To compound Eve’s problems, Detective Inspector Smith (Michael Wilding) is on the case and wanting some answers, her father is playing amateur sleuth rather too enthusiastically, and Cooper has turned up back in London and in harm’s way …
On paper, ‘Stage Fright’ should be the perfect Hitchcock film: a man on the run; a plucky heroine putting herself in danger to save him; hidden identities; dark secrets; shadowy corridors and duplicitous shenanigans backstage. Throw in a couple of chase scenes, a couple of suspense scenes and a soupçon of humour, and you’re set for 105 minutes of rollicking entertainment, right?

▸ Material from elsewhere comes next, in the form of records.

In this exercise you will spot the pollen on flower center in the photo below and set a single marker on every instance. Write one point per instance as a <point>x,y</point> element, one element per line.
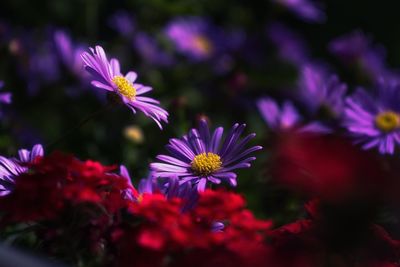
<point>206,163</point>
<point>125,88</point>
<point>387,121</point>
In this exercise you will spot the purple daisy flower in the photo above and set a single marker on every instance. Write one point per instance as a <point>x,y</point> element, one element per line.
<point>12,167</point>
<point>200,157</point>
<point>107,76</point>
<point>358,49</point>
<point>374,120</point>
<point>193,36</point>
<point>318,89</point>
<point>169,187</point>
<point>5,97</point>
<point>286,117</point>
<point>304,9</point>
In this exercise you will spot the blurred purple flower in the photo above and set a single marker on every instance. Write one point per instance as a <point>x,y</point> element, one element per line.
<point>374,120</point>
<point>318,89</point>
<point>286,117</point>
<point>194,37</point>
<point>12,167</point>
<point>307,10</point>
<point>291,47</point>
<point>107,76</point>
<point>170,187</point>
<point>150,51</point>
<point>201,156</point>
<point>357,49</point>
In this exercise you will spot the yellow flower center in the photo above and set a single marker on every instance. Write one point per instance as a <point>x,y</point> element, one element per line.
<point>125,87</point>
<point>387,121</point>
<point>206,163</point>
<point>202,44</point>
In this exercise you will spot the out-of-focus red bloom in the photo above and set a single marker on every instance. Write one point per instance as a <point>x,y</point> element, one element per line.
<point>316,242</point>
<point>60,182</point>
<point>328,167</point>
<point>188,238</point>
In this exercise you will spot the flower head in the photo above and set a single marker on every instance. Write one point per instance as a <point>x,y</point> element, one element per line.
<point>358,49</point>
<point>318,89</point>
<point>201,157</point>
<point>107,76</point>
<point>12,167</point>
<point>374,120</point>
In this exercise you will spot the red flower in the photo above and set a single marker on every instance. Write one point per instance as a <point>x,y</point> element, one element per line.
<point>328,167</point>
<point>159,228</point>
<point>59,182</point>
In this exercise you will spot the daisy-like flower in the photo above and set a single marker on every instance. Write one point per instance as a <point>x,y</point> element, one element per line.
<point>107,76</point>
<point>200,157</point>
<point>12,167</point>
<point>320,90</point>
<point>374,120</point>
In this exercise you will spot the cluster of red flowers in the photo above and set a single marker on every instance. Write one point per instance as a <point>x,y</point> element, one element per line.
<point>79,208</point>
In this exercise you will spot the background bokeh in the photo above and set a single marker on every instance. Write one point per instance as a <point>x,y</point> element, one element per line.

Ummmm. No. Actually you’re not. ‘Stage Fright’ is perhaps the creakiest, wheeziest entry in Hitch’s canon. Wyman, best known for the melodramas ‘Magnificent Obsession’ and ‘All That Heaven Allows’, is a simperingly unengaging heroine, Todd mistakes sulky frowning for smouldering intensity, and Wilding shows his profile a lot.
Marlene Dietrich does her usual smoky, husky, seductive routine (but, hey, when it works that well, why step outside the comfort zone?). Unfortunately her big musical number was so effectively parodied by Madeleine Kahn in ‘Blazing Saddles’, that I kept thinking about that film during the last half of ‘Stage Fright’. By the end, I was willing Cleavon Little to run on stage and go “Hey, where’s the white women at?”
A typically British supporting cast – including Sybil Thorndike and Joyce Grenfell – are wasted in some excruciatingly unfunny comedic scenes; and things only really pep up when Alistair Sim is on screen.
The set-pieces seem curiously perfunctory and there’s only a grimly ironic finale, which takes the phrase ‘final curtain’ somewhat literally, to indicate that Hitchcock even showed up during the shoot. Maybe his mind was on his next project: ‘Strangers on a Train’.